10.9 N-BEATS and N-HiTS: State-of-the-Art DL Forecasting

Right, so you’ve slogged through the ARIMAs and the Prophet models, and you’re ready for the big leagues: pure, unadulterated deep learning for forecasting. Forget the kitchen sink approach of throwing in exogenous variables and hoping for the best. We’re going to let the model do the heavy lifting. Enter N-BEATS and its sleeker successor, N-HiTS. These aren’t your overhyped, inscrutable black boxes; they’re actually elegant, interpretable, and frighteningly effective. I’m talking about models that look at a time series and say, “I got this,” without needing you to hand-hold it through every holiday and calendar event.

The core genius of these models is their refusal to be boring. They don’t just learn a single massive function. Instead, they’re built as a stack of blocks (hence the name: Neural Basis Expansion Analysis for Time Series). Each block is a small, self-contained learning machine that specializes in a particular aspect of the signal. The first block might learn the overall trend, the next a yearly seasonality, the next a weekly pattern, and so on. It’s a divide-and-conquer strategy on steroids, and it works because it mirrors how we might intuitively decompose a problem ourselves.

The Architectural Guts: How a Block Thinks

Let’s crack open a single N-BEATS block.
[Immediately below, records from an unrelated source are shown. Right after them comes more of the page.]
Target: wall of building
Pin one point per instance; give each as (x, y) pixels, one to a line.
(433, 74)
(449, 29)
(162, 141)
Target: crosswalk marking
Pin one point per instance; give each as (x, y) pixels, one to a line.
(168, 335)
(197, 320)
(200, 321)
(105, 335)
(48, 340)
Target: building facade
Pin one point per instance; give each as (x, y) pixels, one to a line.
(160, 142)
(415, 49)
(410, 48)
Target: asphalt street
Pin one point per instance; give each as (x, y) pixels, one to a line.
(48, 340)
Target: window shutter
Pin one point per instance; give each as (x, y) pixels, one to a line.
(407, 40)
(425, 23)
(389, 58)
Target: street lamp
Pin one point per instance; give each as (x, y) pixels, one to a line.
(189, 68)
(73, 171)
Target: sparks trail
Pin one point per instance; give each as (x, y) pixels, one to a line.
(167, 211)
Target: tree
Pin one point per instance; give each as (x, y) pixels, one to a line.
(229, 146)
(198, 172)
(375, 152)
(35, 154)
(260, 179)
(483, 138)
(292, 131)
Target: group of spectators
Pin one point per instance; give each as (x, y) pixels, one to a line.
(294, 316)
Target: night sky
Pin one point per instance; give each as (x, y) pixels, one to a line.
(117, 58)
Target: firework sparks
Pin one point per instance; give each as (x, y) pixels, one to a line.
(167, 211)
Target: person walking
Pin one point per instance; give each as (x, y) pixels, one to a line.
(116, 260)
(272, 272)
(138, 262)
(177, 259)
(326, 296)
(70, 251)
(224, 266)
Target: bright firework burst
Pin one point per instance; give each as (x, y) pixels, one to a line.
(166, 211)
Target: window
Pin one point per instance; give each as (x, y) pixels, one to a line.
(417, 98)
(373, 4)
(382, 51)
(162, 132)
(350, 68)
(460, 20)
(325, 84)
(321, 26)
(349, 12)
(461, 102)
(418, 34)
It has two key parts: the backcast and the forecast. You feed it a window of historical data (the “lookback” period). Inside, it uses fully connected layers to produce two sets of coefficients: one for a “trend” basis and one for a “seasonality” basis. These bases are pre-defined functions (like polynomials for trend, harmonics for seasonality) that the model can use as building blocks.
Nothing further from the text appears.